I think the moral of my story for 2021 can be well summarized by the Chinese proverb below:

Sāi Wēng lived on the border and he raised horses for a living. One day, he lost one of his prized horses. After hearing of the misfortune, his neighbor felt sorry for him and came to comfort him. But Sāi Wēng simply asked, “How could we know it is not a good thing for me?”

After a while, the lost horse returned and with another beautiful horse. The neighbor came over again and congratulated Sāi Wēng on his good fortune. But Sāi Wēng simply asked, “How could we know it is not a bad thing for me?”

One day, his son went out for a ride with the new horse. He was violently thrown from the horse and broke his leg. The neighbors once again expressed their condolences to Sāi Wēng, but Sāi Wēng simply said, “How could we know it is not a good thing for me?” One year later, the Emperor’s army arrived at the village to recruit all able-bodied men to fight in the war. Because of his injury, Sāi Wēng’s son could not go off to war, and was spared from certain death.

When I look at the experiences in my life in isolation they may appear black and white as either a good or a bad thing, but how many times have bad things led to things so much brighter than the good we were hoping for in the first place? The answer in my life is almost always. In my 2020 “Be on the Road” post I reflected on the last decade as I started 2020. In that post, you can see how the Lord’s purpose prevailed and His plans turned out so much greater and more fulfilling than my own plans ever could have! The point is that things don’t happen in isolation. Everything is connected in this life and you never know how one seemingly insignificant thing could affect everything.


Another thing I realized in the past year with so many plans not coming to fruition was the importance of still living your life. You have to find things that make you feel alive! A lot of things are made more difficult because of Covid, but you have to find alternative things to do. What you can’t do is wait and do things that make you feel alive later. You never know if later will come. For me, nature is always open. Climbing mountains and exploring is the outlet for my adventurous spirit. The last thing I want is to be retired finally ready to do the things I’ve always wanted just to find out I’m too old to learn a new sport, to climb that mountain, or to go skiing in the Alps. Life is best lived with some urgency. If you want to do something do it now because you never know if you’ll get another opportunity.

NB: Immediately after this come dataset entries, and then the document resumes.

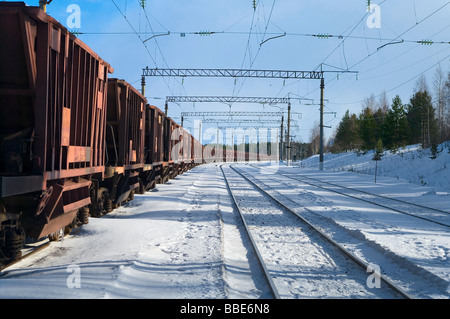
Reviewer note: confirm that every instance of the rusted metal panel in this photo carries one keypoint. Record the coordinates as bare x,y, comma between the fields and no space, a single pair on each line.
125,134
52,114
154,135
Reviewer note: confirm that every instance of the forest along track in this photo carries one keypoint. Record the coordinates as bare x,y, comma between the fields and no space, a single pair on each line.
302,261
433,215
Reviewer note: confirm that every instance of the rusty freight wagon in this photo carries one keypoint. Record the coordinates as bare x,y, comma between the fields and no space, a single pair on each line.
124,147
154,148
52,125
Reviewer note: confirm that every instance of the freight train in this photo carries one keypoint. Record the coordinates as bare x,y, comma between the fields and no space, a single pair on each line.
74,143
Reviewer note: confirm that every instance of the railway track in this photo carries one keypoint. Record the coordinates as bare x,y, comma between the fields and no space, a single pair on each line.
279,235
432,215
27,251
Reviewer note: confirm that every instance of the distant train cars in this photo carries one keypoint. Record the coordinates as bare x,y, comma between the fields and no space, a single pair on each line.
73,142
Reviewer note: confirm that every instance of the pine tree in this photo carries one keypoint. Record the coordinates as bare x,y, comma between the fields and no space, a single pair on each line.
421,120
396,126
347,137
367,129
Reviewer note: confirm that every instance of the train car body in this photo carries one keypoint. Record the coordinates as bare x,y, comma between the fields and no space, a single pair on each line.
52,124
125,141
154,148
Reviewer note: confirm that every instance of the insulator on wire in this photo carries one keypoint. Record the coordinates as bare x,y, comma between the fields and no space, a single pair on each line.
425,42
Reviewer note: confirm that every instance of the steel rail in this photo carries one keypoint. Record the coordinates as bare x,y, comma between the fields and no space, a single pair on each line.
369,201
352,256
267,275
377,195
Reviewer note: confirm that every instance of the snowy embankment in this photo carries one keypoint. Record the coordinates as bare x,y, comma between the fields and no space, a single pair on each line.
410,164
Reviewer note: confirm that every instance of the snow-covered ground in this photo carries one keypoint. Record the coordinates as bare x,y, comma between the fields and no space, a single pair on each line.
183,239
411,164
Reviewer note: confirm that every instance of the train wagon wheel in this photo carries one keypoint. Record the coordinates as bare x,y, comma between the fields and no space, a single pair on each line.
14,242
57,235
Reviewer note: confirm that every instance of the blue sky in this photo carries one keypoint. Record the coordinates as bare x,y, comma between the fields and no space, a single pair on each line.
383,64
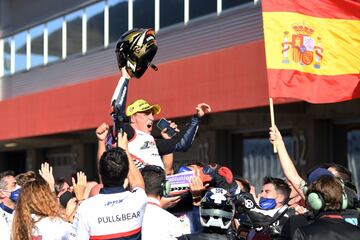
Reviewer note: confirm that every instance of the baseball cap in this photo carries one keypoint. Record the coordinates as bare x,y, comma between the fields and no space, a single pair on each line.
318,172
141,105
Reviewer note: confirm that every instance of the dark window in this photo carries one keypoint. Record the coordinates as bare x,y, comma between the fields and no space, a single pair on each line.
171,12
37,46
198,8
95,25
55,40
7,56
257,158
233,3
118,19
74,33
144,13
20,51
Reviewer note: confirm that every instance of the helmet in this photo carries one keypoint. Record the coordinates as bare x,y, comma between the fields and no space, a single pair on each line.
135,49
216,209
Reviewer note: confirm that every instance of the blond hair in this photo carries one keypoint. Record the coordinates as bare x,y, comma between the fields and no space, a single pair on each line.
35,198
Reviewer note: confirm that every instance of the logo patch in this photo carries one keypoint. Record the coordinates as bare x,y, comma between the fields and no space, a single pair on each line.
302,46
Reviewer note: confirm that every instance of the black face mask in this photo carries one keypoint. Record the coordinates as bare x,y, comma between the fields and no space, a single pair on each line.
65,198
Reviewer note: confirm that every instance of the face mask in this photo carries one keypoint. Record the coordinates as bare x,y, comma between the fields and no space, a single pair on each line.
267,203
14,195
65,198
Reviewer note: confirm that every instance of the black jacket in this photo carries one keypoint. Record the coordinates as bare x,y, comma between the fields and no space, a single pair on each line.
330,226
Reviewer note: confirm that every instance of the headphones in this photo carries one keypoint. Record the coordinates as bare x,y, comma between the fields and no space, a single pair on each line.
316,200
165,184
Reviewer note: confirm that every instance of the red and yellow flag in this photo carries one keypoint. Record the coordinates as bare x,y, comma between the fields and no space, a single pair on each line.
312,49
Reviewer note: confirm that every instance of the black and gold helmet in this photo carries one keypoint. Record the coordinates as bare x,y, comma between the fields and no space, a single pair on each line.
135,50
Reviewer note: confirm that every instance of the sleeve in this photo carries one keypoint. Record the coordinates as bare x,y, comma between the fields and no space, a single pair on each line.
299,235
182,141
196,224
118,105
79,230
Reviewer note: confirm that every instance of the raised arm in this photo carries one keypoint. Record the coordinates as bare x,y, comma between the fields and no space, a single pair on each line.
134,175
286,163
182,141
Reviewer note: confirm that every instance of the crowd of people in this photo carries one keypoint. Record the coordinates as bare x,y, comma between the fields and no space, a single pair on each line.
133,198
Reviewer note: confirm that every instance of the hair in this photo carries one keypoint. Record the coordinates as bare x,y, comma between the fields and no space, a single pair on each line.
329,187
342,172
3,181
114,167
281,187
35,198
244,183
59,183
154,178
23,178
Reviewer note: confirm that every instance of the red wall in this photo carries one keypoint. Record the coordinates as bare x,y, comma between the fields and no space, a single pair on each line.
227,79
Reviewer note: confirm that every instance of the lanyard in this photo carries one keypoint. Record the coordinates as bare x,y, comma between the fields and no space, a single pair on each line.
332,216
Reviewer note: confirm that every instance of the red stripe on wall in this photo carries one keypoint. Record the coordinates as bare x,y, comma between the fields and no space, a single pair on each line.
341,9
116,235
227,79
313,88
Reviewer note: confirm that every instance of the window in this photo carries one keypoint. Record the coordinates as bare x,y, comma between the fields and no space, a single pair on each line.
20,51
95,25
37,46
54,40
259,162
171,12
7,56
353,155
198,8
144,13
118,19
74,33
233,3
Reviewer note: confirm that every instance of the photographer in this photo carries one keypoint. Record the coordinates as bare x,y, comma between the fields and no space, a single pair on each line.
325,197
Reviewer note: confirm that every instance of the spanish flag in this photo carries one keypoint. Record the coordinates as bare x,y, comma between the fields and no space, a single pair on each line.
312,49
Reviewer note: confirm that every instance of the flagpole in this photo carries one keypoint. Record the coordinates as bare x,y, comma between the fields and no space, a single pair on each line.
272,118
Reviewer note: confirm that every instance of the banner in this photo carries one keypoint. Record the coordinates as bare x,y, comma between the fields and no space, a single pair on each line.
312,49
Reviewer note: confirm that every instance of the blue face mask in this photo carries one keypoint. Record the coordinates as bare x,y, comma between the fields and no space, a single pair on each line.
267,203
14,195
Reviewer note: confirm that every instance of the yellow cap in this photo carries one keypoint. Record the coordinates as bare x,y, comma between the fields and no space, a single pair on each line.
141,105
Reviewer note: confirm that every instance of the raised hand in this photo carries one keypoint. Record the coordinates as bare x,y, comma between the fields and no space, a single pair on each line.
102,131
164,133
79,186
123,141
275,135
46,173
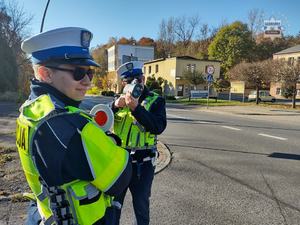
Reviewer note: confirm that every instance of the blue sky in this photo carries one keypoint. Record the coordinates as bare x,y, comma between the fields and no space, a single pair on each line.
138,18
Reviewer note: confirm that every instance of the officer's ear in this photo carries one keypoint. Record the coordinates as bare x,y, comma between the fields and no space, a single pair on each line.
45,74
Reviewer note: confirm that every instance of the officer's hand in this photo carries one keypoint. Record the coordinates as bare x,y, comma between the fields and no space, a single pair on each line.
130,101
120,102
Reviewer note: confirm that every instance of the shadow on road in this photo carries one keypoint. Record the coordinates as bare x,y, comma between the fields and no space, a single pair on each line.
280,155
212,122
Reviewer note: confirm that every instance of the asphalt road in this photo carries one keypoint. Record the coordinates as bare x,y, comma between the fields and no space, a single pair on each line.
226,169
222,171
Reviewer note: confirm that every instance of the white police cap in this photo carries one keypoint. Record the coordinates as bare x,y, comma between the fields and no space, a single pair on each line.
69,45
130,69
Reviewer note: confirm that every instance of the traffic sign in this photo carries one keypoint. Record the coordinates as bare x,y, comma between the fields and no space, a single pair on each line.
210,69
210,78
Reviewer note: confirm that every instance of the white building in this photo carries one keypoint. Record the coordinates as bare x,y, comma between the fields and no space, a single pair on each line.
119,54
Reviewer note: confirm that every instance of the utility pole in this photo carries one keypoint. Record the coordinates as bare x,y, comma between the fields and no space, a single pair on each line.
45,11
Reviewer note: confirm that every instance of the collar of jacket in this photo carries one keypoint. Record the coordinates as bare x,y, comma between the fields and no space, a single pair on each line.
38,88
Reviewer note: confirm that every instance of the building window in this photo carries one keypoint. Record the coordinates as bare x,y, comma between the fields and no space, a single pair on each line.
188,67
291,60
278,91
193,68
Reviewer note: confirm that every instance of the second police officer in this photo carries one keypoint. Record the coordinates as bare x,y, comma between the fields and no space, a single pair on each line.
138,121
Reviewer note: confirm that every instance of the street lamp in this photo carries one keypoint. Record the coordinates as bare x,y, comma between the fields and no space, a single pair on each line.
45,11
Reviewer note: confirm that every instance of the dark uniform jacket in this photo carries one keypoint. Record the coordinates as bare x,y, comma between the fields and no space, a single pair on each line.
58,154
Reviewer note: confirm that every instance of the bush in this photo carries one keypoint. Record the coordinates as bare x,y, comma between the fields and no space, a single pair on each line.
157,91
170,97
9,96
108,93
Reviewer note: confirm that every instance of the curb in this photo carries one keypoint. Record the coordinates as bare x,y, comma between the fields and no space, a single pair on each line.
164,157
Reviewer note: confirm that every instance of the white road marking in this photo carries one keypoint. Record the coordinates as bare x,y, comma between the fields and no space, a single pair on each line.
185,118
231,128
271,136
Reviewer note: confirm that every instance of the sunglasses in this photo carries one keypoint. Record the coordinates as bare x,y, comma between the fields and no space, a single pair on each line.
78,73
129,80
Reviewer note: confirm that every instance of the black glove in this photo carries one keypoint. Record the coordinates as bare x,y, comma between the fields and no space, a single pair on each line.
114,137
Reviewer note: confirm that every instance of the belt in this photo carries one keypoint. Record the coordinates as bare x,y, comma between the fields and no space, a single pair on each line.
143,156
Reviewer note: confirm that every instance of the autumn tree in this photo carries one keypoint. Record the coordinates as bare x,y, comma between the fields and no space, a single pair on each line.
13,30
232,45
166,38
255,21
289,74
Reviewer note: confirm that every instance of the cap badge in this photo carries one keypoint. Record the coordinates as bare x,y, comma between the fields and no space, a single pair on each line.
86,37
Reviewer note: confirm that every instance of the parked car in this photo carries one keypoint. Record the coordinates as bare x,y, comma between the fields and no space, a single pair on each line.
264,96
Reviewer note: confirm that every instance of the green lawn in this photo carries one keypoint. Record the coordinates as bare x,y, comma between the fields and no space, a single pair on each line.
203,101
219,102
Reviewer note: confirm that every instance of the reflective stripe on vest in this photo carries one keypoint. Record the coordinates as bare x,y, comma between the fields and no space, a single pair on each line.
107,161
131,132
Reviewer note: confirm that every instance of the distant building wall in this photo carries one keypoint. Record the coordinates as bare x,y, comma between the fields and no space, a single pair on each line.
292,56
172,70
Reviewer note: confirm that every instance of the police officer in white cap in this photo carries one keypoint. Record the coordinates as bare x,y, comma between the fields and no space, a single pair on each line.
72,167
140,115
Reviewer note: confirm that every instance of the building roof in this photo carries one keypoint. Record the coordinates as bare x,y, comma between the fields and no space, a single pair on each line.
134,46
293,49
181,57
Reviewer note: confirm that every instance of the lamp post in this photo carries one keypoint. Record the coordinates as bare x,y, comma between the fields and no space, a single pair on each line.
44,15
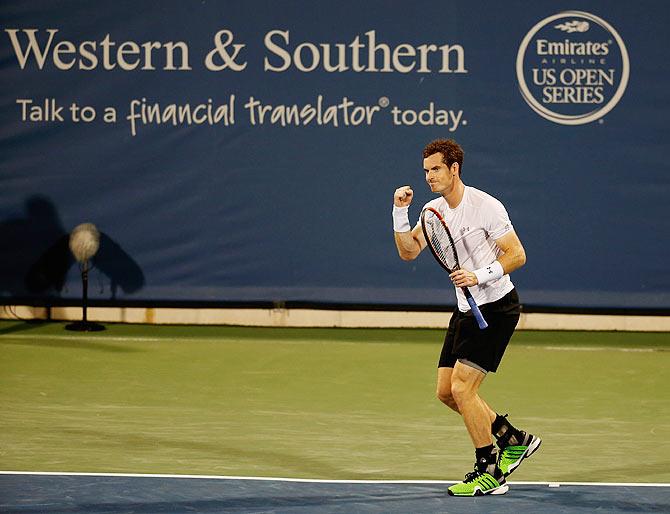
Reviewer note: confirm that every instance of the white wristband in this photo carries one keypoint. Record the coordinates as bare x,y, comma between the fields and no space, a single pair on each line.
491,272
401,219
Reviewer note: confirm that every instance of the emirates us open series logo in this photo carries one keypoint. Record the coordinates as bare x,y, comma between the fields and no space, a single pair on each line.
572,68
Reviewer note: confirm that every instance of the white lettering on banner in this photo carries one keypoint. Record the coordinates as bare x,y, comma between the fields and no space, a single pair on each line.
320,113
346,113
363,54
428,117
144,113
359,56
65,54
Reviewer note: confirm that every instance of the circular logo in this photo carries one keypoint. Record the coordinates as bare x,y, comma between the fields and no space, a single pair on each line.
572,68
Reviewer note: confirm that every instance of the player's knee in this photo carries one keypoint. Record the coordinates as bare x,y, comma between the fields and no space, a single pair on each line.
444,395
461,391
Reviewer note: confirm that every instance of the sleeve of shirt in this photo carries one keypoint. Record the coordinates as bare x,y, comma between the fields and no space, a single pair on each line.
497,222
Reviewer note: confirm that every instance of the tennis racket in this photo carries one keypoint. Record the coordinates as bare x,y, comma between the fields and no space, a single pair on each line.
442,246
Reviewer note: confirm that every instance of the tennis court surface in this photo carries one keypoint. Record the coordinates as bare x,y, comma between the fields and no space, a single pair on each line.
350,407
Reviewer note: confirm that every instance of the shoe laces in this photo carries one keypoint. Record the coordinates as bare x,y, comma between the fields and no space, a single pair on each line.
472,476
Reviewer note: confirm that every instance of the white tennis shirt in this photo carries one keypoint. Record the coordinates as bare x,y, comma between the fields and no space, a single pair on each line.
475,224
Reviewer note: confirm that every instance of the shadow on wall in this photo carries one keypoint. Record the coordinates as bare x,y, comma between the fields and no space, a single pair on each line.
35,256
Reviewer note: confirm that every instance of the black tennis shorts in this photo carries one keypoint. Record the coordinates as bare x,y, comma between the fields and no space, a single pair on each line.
484,348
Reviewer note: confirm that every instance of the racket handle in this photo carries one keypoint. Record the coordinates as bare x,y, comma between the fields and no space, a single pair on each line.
477,313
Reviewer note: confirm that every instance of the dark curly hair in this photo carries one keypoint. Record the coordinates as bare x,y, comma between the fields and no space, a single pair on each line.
451,152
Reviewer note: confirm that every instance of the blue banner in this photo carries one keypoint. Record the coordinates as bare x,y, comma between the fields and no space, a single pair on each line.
248,151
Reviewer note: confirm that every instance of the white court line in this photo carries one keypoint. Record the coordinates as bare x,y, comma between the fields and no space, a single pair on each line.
133,339
316,480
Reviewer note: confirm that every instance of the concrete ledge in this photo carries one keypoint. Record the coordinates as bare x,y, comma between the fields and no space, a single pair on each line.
326,318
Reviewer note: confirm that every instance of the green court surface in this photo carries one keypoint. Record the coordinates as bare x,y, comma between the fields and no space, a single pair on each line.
322,403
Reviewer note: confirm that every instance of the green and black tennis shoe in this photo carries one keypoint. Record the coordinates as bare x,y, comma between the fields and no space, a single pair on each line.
512,456
479,483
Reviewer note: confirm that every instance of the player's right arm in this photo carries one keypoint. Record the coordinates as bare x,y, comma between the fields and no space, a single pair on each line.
409,241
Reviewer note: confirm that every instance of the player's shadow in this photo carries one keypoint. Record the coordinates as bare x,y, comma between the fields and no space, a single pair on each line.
35,257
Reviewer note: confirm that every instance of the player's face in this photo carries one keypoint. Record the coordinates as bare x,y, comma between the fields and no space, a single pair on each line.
439,176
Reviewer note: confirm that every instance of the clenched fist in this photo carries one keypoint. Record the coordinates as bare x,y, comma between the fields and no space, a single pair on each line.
403,196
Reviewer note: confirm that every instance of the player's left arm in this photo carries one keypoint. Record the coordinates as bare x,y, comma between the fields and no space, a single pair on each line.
513,256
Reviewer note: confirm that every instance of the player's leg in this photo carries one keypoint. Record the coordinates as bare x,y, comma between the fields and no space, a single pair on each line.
445,396
515,445
486,477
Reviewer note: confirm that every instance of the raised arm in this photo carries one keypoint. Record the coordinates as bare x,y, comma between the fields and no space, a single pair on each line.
409,241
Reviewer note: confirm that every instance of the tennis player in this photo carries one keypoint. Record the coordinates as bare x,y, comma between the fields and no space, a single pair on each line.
489,250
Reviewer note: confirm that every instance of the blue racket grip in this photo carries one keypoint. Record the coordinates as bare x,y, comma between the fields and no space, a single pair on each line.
477,313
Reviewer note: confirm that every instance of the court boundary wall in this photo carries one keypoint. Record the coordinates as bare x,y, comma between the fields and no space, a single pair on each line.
312,317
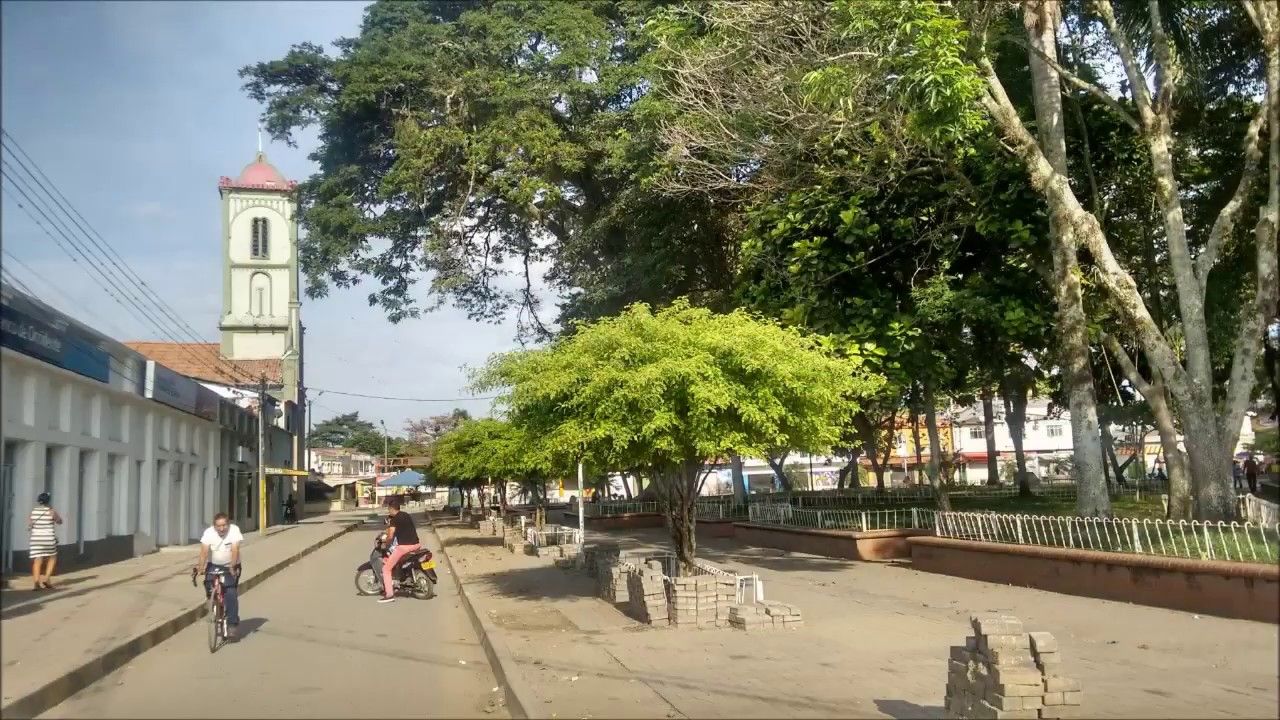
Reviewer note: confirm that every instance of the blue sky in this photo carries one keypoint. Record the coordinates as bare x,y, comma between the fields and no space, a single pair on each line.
133,110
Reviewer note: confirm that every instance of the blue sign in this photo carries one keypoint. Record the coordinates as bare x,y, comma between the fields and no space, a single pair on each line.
53,341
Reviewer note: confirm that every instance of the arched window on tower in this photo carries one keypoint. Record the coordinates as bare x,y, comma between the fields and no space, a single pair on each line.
260,244
260,295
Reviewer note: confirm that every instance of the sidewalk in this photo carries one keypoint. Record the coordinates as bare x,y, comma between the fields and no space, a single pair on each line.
58,642
874,643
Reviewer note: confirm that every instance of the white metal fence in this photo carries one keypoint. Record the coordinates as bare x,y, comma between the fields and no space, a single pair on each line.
748,588
1257,510
553,534
8,524
1244,542
615,509
841,519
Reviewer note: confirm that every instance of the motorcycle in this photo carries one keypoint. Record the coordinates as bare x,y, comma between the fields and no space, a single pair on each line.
414,574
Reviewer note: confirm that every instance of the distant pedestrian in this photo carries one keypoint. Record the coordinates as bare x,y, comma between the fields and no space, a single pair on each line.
1251,474
44,542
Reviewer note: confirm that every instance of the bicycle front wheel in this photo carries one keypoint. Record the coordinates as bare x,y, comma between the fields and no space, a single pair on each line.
215,623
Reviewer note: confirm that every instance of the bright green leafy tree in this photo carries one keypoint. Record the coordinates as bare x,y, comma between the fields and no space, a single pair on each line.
673,391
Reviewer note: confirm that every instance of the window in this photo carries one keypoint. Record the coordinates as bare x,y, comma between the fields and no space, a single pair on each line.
260,295
260,246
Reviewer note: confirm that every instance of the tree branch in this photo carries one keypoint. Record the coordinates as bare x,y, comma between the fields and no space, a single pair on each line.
1092,89
1129,59
1225,220
1055,187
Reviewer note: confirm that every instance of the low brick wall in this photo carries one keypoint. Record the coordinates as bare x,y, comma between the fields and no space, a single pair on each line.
1229,589
631,522
716,528
849,545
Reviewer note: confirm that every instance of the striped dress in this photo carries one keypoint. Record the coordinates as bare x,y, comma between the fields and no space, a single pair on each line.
44,542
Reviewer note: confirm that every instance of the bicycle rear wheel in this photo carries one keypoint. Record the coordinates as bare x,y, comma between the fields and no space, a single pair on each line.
215,623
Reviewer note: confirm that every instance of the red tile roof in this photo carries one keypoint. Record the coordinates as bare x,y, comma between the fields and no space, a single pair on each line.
259,174
204,361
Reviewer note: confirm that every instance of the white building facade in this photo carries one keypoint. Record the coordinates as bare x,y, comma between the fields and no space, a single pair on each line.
90,422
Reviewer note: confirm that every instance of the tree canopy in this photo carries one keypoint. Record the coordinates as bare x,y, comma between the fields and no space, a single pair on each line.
675,390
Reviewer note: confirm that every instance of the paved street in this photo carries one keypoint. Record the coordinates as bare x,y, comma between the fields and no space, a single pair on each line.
311,648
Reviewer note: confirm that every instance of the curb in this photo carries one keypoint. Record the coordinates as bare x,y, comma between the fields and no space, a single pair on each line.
501,660
60,688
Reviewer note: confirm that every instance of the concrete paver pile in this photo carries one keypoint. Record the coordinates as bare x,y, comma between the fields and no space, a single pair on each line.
874,642
311,647
56,642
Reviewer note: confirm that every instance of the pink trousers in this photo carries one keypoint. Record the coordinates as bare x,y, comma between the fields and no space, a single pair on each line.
398,554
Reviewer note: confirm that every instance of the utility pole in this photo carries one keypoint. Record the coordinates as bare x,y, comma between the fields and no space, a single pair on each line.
261,454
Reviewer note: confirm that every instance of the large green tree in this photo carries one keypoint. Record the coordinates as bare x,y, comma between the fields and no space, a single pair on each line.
478,144
673,391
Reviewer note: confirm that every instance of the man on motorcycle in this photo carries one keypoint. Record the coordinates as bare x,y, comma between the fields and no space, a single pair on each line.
401,529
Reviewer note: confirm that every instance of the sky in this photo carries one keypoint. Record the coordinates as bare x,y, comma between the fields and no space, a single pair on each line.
135,110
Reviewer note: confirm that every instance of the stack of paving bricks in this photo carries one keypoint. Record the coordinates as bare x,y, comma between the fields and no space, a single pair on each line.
571,555
512,538
647,593
599,556
612,582
749,618
1002,671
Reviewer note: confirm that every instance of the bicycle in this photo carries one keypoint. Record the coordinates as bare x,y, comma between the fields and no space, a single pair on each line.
216,610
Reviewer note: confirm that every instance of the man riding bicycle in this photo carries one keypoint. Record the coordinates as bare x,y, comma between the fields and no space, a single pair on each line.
219,552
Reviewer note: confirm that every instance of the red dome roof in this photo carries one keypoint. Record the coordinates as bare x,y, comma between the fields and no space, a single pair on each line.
259,174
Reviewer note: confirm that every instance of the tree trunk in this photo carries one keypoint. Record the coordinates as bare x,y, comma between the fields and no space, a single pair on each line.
988,423
1015,390
850,469
931,423
915,440
679,492
778,466
1092,500
739,481
1109,447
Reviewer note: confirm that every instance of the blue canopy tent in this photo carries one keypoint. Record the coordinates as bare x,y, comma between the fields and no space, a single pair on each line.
403,479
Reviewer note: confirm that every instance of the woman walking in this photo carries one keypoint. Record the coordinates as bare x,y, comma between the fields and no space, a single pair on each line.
44,542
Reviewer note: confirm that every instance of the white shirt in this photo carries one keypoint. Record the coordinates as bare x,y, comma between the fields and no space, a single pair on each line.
220,546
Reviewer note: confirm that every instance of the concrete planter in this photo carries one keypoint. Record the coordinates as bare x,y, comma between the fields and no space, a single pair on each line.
1229,589
849,545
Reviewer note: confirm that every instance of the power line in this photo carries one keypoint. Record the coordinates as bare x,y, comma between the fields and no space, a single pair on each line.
138,302
405,399
109,254
71,302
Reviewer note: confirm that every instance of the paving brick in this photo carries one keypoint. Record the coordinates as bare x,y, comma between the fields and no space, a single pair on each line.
1018,691
1061,684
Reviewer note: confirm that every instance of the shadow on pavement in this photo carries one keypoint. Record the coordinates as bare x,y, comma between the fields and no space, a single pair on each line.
538,583
248,627
481,541
903,710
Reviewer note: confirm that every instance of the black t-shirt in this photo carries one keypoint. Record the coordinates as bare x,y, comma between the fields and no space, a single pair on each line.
405,531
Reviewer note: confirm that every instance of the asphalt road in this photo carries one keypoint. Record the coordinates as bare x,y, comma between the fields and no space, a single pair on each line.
310,647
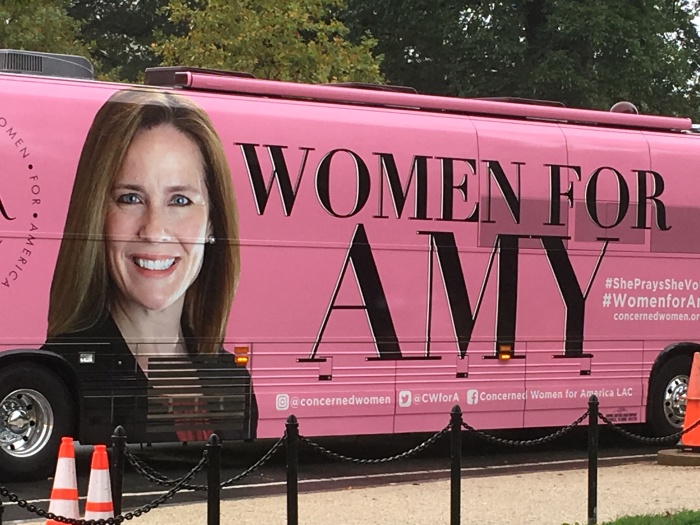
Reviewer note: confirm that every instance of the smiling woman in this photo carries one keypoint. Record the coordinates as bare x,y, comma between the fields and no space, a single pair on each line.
147,271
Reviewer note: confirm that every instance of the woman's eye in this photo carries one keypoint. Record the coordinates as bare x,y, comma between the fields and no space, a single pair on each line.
181,200
129,198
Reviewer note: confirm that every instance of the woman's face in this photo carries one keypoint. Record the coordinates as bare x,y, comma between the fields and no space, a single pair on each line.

The current job training I’m at is very physically demanding and an injury could mean that you will be sent home or pushed back and stuck here in this training environment longer. To a lot of people that means taking it easy and not taking any risks. I can’t argue with that and I completely understand that choice, but just like the proverb with the Chinese farmer, you never know what will happen. If I had stopped practicing jiu-jitsu, something that gives me immense joy, just because I was going to training soon I would have missed out on so much growth and improvement. The work training ended up getting delayed three times. If I had stopped jiu jitsu when I was supposed to start the first time I would have missed months of something I loved for nothing. Now, while I’m here training, I have an opportunity to explore parts of the country I’ve never seen before. I went skiing on an actual mountain for the first time in my life and it was amazing! I took fewer risks than I normally would have, but that still didn’t stop me from flying down the mountain with a giant grin on my face and falling a couple of times. If I didn’t do this now, I probably never would have the opportunity again. I have some big long-term Army things coming up in the future shortly after I finish work training here. If I had that timid conservative attitude about getting hurt it would be cumulatively two years before I would be able to do the things I want to do. To me, that’s not what life is for and it’s not living.

This upcoming year for me is about living life with urgency and enjoying every moment I can. Life moves fast and you never know how much time you really have. It’s also about embracing the “good” and the “bad” because you never truly know the impact those moments have in your life. The only thing I do know is that it is the Lord’s purpose that prevails!